Light Field Lab debuts SolidLight – a high resolution holographic display
A team of engineers at Silicon Valley startup Light Field Lab is debuting its new high-resolution holographic display, SolidLight. In its announcement, officials with the company claim that it is "the highest-resolution holographic display platform ever designed." The company has also invited members of the media to view the new platform in person.
For many years, researchers around the world have been working toward building a true holographic display—one that appears to those who view it as realistic. With the introduction of SolidLight, that goal appears very close to being achieved. Members of the press who have seen it in person describe it as "a true hologram," or "the first of its kind."

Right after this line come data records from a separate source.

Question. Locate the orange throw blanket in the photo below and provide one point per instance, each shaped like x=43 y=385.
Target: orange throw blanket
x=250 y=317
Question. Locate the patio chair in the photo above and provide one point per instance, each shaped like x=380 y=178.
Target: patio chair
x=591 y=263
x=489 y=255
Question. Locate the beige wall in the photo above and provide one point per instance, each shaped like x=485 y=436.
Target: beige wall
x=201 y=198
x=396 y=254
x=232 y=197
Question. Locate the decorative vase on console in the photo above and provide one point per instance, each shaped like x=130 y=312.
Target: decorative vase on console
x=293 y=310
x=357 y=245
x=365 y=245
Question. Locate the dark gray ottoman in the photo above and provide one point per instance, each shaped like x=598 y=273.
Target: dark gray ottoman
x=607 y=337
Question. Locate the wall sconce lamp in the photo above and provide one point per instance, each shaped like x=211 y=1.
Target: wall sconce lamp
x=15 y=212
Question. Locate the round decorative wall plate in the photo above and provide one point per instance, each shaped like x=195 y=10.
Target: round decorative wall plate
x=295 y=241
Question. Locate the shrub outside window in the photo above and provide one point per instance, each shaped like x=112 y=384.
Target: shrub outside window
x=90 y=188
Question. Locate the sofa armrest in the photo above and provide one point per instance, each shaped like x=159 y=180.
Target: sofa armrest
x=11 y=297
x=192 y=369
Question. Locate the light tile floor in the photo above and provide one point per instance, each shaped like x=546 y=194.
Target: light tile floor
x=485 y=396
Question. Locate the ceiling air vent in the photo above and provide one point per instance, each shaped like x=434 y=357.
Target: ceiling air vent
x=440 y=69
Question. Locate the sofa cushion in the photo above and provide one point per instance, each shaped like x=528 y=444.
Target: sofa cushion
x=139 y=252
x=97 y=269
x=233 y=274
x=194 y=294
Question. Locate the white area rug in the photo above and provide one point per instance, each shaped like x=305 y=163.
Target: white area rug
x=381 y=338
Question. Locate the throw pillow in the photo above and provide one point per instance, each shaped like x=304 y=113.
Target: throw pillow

The high-resolution holographic display is unique in its design as well. It was made by enclosing what the company calls a High Performance and Proprietary Field Programmable Gate Array, electronics and Wall and Display controllers behind a photonics array along with a nanoparticle polymer fused surface energy relay—in a box of sorts. The front of it is covered with a complex phase-guide modulation surface. A finished display is made by placing sub-modules together to create a larger display, each with 16 x 10k pixels. This configuration is capable of generating holograms made of 2.5 billion pixels with a density of 10 billion pixels per meter. Holograms were created by emitting light into the space in front of the display at millions of angles, allowing viewers to see displayed objects in all dimensions, which is what makes the holograms appear to be three dimensional to the human brain.
On their announcement page, Light Field Lab notes that there is no head tracking and no latency with SolidLight; thus, there is no motion sickness. They also note that they are currently taking orders for their new platform and that customers are free to use their platform in any way they choose—they suspect initial users will use their platform to create holographic, life-sized video walls.